James Jones is the Trustees’ Distinguished Professor Emeritus of Psychological and Brain Sciences, Africana Studies, and director of the Center for the Study of Diversity at the University of Delaware. He is former executive director for public interest and director of the Minority Fellowship Program at the American Psychological Association.

Jones published “Prejudice and Racism” in 1972 and a second edition in 1997. In 2014, he published “The Psychology of Diversity: Beyond Prejudice and Racism” (with John F. Dovidio and Deborah L. Vietze) and is currently working on a revision. Jones co-edited two books: “Negotiating Disability: Disclosure and Higher Education” (with Stephanie L. Kerschbaum and Laura T. Eisenman); and “A Compelling Interest: Weighing the Evidence on Racial Dynamics in Higher Education” (with Mitchell Chang, Daria Witt-Sandis and Kenji Hakuta).

Jones has also published more than 100 journal articles and book chapters. His work focuses on culture and systemic racism. In 1973, he was awarded a Guggenheim Fellowship to study Calypso humor in Trinidad. This led to his psycho-cultural TRIOS Model (Time, Rhythm, Improvisation, Orality, and Spirituality), which reveals that adopting a TRIOSic self has positive consequences for psychological health and self-esteem in African Americans and others.

Jones served as president of the Society of Experimental Social Psychology and the Society for the Psychological Study of Social Issues. His numerous awards include the Lifetime Achievement Award from the Society for the Psychological Study of Ethnicity, Culture, and Race; the Kurt Lewin Award from the Society for the Psychological Study of Social Issues; the Distinguished Psychologist Award from the Association of Black Psychologists; the Lifetime Contribution to Psychology award from the American Psychological Association; and the Morton Deutsch Award for Social Justice from the International Center for Cooperation and Conflict Resolution at Columbia Teachers College. In 2023, Jones was elected to the National Academy of Sciences.

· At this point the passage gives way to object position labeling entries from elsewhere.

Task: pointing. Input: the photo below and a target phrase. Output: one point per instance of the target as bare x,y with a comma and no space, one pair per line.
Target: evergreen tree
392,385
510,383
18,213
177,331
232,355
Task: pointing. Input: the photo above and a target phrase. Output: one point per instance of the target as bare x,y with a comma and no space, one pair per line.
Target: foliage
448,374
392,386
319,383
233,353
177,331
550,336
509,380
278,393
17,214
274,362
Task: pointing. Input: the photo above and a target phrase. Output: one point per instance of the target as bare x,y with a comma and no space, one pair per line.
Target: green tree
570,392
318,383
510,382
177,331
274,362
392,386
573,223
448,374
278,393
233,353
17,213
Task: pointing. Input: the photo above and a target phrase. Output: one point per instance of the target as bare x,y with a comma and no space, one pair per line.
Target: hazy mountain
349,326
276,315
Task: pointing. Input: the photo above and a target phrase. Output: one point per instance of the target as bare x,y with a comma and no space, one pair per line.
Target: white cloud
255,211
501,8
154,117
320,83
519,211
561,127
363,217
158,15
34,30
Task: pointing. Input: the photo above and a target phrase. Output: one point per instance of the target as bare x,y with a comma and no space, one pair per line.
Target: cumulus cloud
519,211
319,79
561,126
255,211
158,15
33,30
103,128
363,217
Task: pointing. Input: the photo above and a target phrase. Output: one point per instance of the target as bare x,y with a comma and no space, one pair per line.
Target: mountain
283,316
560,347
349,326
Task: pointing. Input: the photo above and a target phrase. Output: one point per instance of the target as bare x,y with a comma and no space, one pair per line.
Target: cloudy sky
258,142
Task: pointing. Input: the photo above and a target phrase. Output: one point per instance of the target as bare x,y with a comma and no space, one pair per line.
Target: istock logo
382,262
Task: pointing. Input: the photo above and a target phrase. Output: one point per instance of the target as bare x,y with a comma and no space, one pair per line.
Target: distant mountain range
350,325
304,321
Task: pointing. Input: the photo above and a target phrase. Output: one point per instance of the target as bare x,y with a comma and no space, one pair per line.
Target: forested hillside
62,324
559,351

Jones earned a B.A. from Oberlin College, an M.A. from Temple University, and his Ph.D. in social psychology from Yale. He was a faculty member in Harvard’s Department of Psychology and Social Relations from 1970 to 1976.

C.C. Wei, chief executive officer at Taiwan Semiconductor Manufacturing Company, Inc. (TSMC), has demonstrated a unique ability to connect with savvy top customer executives and enthusiastic entry-level employees alike.

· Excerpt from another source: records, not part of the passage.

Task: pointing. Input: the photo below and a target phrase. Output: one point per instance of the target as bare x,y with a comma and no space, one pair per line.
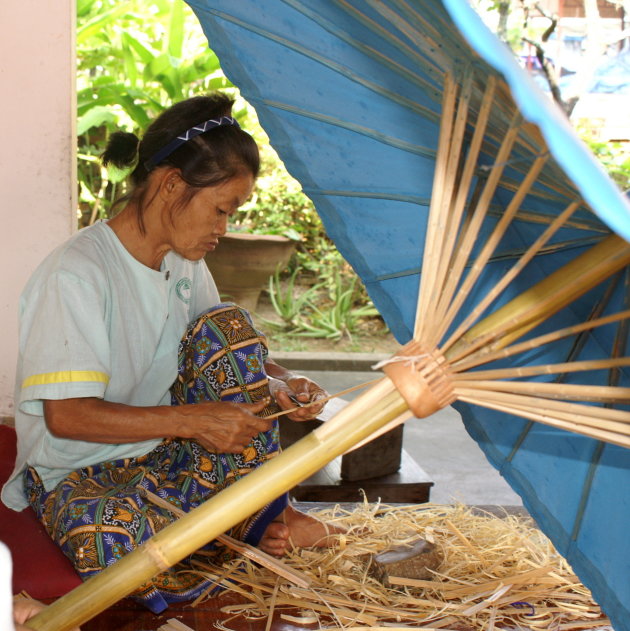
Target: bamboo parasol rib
442,363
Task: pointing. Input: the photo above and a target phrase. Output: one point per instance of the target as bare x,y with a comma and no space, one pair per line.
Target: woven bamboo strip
484,356
545,369
544,299
430,260
358,419
449,308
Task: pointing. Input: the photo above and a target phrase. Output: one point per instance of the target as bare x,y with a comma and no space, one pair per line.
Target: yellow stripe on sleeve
65,376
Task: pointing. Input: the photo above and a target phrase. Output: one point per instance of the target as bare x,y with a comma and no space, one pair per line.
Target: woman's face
196,228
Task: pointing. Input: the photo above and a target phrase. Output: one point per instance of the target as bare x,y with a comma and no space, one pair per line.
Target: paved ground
442,447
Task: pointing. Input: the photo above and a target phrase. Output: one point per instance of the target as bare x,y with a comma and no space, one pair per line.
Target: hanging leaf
95,117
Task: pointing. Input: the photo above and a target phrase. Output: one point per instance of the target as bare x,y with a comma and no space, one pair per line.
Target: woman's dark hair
205,160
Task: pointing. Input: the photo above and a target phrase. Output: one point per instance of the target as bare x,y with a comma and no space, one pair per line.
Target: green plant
338,315
135,58
286,301
614,156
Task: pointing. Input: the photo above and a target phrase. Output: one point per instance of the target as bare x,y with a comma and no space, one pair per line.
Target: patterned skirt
100,513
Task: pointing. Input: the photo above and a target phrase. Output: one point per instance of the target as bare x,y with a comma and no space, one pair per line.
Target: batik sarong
100,513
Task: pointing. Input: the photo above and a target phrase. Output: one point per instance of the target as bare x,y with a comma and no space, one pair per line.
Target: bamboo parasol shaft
358,419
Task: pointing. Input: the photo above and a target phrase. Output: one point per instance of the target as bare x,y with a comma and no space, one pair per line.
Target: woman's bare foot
295,529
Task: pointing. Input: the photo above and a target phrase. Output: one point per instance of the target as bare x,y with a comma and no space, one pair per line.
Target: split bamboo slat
433,369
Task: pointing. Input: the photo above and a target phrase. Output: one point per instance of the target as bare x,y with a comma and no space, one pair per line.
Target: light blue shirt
95,322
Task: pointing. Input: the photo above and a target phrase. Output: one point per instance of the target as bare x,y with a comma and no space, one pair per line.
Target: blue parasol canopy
354,97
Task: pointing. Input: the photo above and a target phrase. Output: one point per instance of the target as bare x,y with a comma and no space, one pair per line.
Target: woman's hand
224,427
300,389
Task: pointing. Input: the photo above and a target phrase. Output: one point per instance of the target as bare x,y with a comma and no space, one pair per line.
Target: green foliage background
136,58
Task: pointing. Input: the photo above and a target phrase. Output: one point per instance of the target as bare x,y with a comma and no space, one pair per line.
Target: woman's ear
171,182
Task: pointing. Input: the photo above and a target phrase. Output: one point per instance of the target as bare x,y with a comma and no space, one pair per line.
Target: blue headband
186,136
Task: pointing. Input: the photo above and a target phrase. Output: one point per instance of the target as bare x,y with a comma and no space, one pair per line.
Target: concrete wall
37,153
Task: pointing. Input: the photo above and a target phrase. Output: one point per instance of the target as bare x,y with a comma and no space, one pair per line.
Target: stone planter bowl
242,264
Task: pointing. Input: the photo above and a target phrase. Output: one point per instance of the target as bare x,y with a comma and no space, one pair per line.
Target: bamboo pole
547,297
358,419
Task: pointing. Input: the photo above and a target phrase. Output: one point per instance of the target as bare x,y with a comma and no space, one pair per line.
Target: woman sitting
133,377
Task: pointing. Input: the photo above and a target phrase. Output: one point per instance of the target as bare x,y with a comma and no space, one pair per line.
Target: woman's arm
219,426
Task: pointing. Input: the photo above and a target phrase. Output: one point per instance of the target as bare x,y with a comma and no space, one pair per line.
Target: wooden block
410,484
377,458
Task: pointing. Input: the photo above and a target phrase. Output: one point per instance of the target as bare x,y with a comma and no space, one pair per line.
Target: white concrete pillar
37,153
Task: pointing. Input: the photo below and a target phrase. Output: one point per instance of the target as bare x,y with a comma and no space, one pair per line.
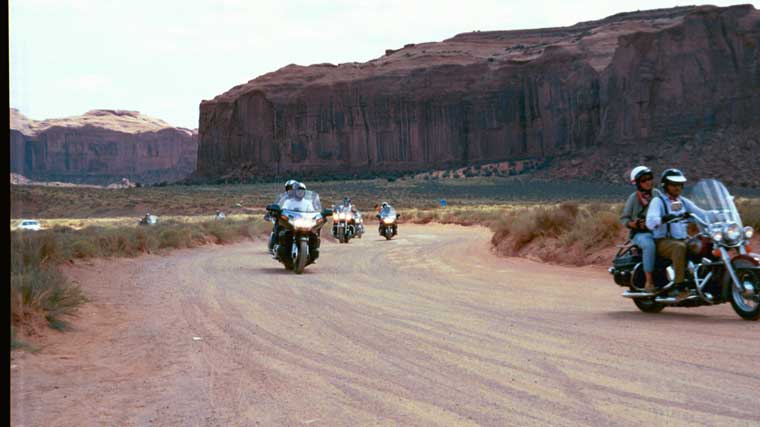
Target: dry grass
567,233
40,291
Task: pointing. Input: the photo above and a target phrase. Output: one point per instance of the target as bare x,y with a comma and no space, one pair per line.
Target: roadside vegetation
40,293
554,222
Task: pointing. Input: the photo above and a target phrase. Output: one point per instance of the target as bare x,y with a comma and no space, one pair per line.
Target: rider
384,208
297,201
275,229
357,215
670,238
634,217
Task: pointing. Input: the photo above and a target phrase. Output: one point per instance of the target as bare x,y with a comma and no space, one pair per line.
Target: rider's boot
649,287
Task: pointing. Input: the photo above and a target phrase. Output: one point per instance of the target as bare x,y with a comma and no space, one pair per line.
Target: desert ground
429,329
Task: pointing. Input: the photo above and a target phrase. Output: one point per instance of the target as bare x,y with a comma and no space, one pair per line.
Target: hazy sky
162,57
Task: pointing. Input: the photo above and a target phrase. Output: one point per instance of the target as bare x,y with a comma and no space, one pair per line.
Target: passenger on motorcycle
634,218
670,237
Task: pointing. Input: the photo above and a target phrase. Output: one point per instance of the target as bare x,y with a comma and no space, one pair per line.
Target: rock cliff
492,96
101,147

Since joining TSMC, widely acknowledged as a pillar of the global technology community, in 1998, Wei has held roles of increasing significance, including vice president of south site operations, senior vice president of mainstream technology business, and senior vice president of business development. In March 2012, Wei was named co-chief operating officer, and then, in November 2013, the company’s president and co-CEO. In 2018 he was named CEO.

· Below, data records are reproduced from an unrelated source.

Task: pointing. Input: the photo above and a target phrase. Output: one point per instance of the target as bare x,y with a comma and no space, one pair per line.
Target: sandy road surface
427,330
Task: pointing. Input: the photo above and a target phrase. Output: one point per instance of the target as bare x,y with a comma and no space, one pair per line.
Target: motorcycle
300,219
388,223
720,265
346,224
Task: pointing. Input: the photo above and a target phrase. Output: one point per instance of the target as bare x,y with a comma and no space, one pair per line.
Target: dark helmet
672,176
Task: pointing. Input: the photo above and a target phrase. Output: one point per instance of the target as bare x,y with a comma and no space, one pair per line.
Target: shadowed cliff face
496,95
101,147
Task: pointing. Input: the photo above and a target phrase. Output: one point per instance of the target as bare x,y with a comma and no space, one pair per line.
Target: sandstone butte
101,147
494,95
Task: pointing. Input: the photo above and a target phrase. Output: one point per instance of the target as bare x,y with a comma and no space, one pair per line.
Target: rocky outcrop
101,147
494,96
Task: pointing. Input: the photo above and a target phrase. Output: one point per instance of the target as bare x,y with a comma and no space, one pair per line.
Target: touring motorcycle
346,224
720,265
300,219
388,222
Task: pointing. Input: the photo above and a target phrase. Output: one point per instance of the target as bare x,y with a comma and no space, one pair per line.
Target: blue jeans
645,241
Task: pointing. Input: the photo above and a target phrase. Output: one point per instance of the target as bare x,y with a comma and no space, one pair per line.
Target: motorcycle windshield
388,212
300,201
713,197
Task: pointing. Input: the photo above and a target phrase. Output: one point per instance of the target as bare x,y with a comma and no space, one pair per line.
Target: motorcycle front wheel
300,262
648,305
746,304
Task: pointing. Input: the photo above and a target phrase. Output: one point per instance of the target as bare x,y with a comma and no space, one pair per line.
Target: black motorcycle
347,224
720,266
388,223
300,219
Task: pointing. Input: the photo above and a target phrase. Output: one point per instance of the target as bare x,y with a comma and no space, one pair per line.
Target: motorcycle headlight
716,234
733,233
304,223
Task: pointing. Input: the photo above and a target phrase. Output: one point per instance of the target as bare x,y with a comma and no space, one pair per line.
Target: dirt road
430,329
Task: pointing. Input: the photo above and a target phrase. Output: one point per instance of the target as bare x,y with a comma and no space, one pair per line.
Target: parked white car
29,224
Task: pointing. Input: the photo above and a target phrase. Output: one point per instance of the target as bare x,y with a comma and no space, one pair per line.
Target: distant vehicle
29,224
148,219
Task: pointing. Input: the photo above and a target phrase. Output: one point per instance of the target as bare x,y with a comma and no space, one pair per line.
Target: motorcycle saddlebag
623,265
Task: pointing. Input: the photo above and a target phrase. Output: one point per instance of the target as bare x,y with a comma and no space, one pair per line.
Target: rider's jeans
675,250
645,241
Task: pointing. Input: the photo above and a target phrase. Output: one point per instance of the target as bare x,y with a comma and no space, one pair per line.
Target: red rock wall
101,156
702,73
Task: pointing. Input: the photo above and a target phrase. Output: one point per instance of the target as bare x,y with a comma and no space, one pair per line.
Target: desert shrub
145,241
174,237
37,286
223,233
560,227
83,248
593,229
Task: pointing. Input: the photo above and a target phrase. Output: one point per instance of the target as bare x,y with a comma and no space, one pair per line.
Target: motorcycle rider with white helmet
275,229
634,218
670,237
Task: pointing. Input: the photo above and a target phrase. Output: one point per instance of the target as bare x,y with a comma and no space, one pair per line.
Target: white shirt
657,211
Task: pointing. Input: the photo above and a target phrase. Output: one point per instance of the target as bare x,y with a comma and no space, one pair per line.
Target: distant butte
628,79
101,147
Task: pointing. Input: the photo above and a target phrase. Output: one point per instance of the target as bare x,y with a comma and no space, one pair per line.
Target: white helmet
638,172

Before joining TSMC, Wei held leadership positions in technology and semiconductor companies. He was senior vice president of technology at Chartered Semiconductor, and senior manager for logic and SRAM technology development at ST Microelectronics. Prior to that, Wei contributed to the Texas Instruments R&D organizations as a member of technical staff. Wei earned his B.S. degree in electrical engineering from National Chiao Tung University and a Ph.D. in electrical engineering from Yale University.